Mancano meno di 10 giorni alla scadenza che permette ai cittadini siciliani ammessi dallo scorrimento della graduatoria del 19 maggio 2025 di ottenere il Reddito di Povertà, il contributo regionale che vale in media 3.500 euro. La finestra resta aperta fino al 4 dicembre 2025 e riguarda i beneficiari recuperati grazie al rifinanziamento deciso dal governo siciliano, che ha rimesso in moto la misura dopo l’esaurimento delle prime risorse.
La Regione, secondo quanto trapela da ambienti istituzionali, potrebbe fare di tutto per completare i pagamenti entro il 31 dicembre, così da garantire un sostegno economico immediato alle famiglie in vista delle festività.
Scorrimento della graduatoria e nuove risorse disponibili
La graduatoria del 19 maggio 2025 rappresenta la base da cui la Regione ha scelto di ripartire. Il nuovo finanziamento ha consentito di includere migliaia di nuclei che erano rimasti esclusi nella prima fase, permettendo un ampliamento significativo della platea attraverso lo scorrimento della graduatoria. Questa decisione ha riattivato la procedura, rendendo possibile l’erogazione anche per chi non era riuscito a rientrare inizialmente.

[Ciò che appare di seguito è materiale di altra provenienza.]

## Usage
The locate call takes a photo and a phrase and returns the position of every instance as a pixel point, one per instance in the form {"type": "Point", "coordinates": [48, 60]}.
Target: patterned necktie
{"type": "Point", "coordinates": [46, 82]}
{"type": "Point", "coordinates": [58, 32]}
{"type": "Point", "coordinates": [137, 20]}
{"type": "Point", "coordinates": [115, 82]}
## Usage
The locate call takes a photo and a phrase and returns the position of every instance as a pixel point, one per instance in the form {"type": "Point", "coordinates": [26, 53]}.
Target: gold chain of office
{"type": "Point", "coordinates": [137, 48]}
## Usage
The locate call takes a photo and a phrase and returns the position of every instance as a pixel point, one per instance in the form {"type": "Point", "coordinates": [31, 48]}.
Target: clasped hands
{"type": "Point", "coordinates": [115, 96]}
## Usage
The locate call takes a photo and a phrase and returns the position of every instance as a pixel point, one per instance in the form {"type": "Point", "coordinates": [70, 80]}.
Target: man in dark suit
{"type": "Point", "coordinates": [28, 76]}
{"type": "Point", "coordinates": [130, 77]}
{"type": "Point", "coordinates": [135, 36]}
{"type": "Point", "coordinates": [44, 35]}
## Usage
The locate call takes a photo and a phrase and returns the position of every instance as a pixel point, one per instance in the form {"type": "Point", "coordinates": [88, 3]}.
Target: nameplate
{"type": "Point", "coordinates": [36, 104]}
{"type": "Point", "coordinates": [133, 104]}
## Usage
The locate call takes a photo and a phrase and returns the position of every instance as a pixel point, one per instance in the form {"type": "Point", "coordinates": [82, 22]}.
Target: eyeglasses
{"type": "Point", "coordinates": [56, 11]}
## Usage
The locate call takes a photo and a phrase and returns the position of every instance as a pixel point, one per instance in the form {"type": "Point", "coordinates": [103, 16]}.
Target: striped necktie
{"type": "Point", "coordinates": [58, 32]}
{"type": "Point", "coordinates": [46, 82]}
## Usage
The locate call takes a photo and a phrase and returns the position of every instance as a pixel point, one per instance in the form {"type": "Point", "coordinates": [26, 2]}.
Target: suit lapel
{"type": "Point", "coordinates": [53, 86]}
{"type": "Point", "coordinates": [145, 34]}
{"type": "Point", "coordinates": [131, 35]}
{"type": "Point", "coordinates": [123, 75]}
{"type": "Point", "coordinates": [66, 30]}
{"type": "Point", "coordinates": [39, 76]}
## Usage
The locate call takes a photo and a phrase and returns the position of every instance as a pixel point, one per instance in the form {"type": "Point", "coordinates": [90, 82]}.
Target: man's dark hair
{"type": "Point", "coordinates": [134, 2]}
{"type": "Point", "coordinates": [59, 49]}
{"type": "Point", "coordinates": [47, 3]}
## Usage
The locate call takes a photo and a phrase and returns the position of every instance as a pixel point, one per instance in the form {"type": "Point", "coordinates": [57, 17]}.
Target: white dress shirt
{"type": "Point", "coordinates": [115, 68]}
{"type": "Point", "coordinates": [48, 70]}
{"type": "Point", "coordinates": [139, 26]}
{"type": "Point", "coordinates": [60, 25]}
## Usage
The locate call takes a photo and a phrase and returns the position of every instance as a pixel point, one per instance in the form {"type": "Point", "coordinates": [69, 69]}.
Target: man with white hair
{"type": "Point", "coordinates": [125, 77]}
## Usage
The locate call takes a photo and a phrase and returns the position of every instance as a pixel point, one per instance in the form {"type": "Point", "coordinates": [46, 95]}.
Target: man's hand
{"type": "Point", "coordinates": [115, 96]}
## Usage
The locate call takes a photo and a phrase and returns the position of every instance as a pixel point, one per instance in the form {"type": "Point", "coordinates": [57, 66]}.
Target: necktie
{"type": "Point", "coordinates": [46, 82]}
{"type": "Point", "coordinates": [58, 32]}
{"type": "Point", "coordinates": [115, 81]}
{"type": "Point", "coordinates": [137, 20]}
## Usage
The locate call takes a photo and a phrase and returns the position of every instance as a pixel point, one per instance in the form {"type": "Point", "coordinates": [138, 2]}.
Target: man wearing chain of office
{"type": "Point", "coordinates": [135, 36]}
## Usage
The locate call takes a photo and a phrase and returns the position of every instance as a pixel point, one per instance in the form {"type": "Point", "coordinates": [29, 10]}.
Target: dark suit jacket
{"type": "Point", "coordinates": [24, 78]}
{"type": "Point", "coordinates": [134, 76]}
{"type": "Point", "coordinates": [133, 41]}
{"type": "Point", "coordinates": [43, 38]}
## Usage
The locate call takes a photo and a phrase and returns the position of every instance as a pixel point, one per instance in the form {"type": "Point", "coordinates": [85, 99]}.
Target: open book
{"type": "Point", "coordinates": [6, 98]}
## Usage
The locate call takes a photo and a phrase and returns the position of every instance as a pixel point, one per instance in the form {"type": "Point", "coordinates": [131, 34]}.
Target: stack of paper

Cosa fare entro il 4 dicembre per ottenere i 3.500 euro
Gli ammessi devono rispettare una scadenza fondamentale: entro le ore 17 del 4 dicembre 2025 è necessario caricare online, tramite SPID o CNS, l’attestazione rilasciata dal proprio Comune. Il documento certifica la situazione economica e familiare utile all’accesso al beneficio.
Una volta chiusa la fase di verifica, si passerà ai pagamenti, con importi che si attestano generalmente intorno a 3.500 euro. Proprio per accelerare questa fase, la Regione sta valutando modalità operative che consentano di liquidare tutto entro fine anno.
Compatibilità con l’Assegno di Inclusione INPS
Un elemento importante per molte famiglie riguarda la compatibilità totale tra Reddito di Povertà e Assegno di Inclusione. I titolari dell’ADI possono presentare la documentazione senza alcun blocco: le due misure non si escludono e non comportano penalizzazioni.
Questo permette ai nuclei più fragili di sommare il sostegno INPS al contributo regionale, ottenendo un aiuto concreto proprio a ridosso delle festività natalizie.